Ein Hauptargument der Gegner ist, dass es die Initiative schlicht nicht braucht. Es handle sich um ein unnötiges Gesetz auf Vorrat. Die Demokratie funktioniere auch ohne starre Regelung für eine Amtsenthebung. Wenn jemand im Amt keine gute Arbeit leistet, dann kann die Person durch die Wählerinnen und Wähler abgewählt werden. «Die Initiative hebelt das Stimmvolk aus», sagt FDP-Vertreter Gabriel Lüthy. Das Anliegen klinge zwar sympathisch, löse aber keine Probleme.
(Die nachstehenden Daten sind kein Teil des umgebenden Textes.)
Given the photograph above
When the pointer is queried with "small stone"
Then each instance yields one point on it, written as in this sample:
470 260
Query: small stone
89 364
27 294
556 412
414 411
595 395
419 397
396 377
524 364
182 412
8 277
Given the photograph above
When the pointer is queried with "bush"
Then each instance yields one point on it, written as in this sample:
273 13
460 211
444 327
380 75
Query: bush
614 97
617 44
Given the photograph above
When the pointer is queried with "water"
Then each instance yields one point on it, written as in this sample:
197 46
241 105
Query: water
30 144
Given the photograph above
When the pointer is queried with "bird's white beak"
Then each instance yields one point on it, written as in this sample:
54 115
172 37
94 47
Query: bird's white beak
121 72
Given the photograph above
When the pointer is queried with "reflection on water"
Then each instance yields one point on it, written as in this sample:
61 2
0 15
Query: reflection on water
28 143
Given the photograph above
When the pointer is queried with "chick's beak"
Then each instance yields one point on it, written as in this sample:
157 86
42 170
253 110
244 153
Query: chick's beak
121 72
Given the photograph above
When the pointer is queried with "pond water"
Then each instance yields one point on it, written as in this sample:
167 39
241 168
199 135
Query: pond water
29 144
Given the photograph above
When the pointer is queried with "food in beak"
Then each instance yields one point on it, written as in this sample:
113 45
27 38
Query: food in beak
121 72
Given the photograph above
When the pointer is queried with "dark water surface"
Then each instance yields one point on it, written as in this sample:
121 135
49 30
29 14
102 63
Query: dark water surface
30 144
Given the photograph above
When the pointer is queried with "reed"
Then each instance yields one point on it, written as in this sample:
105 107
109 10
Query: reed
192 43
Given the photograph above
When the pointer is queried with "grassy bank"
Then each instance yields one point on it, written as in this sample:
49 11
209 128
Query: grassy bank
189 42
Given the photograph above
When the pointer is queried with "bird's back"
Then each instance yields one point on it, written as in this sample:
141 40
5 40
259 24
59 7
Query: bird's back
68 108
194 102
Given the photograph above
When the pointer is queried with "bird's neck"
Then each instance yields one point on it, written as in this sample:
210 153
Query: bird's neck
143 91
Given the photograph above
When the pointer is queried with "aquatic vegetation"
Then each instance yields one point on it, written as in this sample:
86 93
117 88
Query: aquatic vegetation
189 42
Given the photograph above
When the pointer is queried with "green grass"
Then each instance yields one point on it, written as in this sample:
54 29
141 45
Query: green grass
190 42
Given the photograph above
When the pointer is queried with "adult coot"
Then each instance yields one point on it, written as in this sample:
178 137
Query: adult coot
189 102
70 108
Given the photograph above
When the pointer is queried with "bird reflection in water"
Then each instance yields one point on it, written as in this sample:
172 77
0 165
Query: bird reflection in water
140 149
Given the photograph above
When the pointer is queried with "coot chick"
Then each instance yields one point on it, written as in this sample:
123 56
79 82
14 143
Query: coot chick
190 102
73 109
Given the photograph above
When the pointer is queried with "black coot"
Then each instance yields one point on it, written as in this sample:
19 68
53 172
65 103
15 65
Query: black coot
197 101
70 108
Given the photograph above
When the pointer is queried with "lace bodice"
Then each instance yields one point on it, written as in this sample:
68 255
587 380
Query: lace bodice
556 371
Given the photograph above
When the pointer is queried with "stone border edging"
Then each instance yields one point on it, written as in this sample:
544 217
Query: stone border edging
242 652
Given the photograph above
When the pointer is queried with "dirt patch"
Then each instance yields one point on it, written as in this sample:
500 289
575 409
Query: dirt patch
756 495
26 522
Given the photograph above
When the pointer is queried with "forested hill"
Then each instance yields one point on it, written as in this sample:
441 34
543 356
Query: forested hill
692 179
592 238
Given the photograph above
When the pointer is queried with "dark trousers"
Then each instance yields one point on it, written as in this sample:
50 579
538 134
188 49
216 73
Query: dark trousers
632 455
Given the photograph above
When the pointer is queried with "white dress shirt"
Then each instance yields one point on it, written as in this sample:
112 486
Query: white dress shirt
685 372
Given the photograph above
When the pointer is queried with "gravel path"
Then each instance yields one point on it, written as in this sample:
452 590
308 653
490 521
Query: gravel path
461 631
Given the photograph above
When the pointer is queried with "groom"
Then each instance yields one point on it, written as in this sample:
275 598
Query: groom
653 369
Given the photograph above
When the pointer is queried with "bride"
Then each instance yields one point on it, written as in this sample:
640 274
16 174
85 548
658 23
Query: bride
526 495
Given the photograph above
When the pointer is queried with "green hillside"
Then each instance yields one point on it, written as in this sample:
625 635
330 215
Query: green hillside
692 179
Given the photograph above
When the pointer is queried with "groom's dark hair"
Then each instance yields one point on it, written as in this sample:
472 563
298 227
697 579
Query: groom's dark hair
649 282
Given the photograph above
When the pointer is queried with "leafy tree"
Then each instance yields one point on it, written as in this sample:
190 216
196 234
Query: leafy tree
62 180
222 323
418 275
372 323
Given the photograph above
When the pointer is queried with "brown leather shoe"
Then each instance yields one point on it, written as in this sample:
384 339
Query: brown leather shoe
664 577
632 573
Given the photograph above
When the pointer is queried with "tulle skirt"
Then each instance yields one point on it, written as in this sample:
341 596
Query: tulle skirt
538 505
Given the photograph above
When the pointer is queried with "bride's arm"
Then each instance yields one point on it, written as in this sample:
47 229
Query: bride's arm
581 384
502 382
Zudem sei sie so schwammig formuliert, dass total unklar sei, wie die konkrete gesetzliche Regelung schliesslich aussehen würde.

Parolen der Parteien:

Für die Initiative sind: SVP, SP, Die Mitte, Grüne, EVP. Regierungsrat und Grosser Rat

Gegen die Initiative ist die FDP.

Die Chancen stehen gut

Zum Zeitpunkt, als die BDP ihre Initiative eingereicht hat, war die Fusion mit der CVP bereits aufgegleist. Anfang 2021 schlossen sich die beiden Parteien zu «Die Mitte» zusammen. Im Kantonsparlament wurde das Geschäft danach von Mitgliedern der neuen Partei vertreten.

Das letzte Zeichen der Bürgerlich-Demokratischen Partei im Aargau ist nun ihre Volksinitiative, die am 15. Mai zur Abstimmung kommt. Die Chancen für eine Annahme stehen gut. Alle Parteien ausser der FDP empfehlen ein Ja. Ihren grössten politischen Erfolg könnte die Aargauer BDP also noch nach ihrem Verschwinden feiern.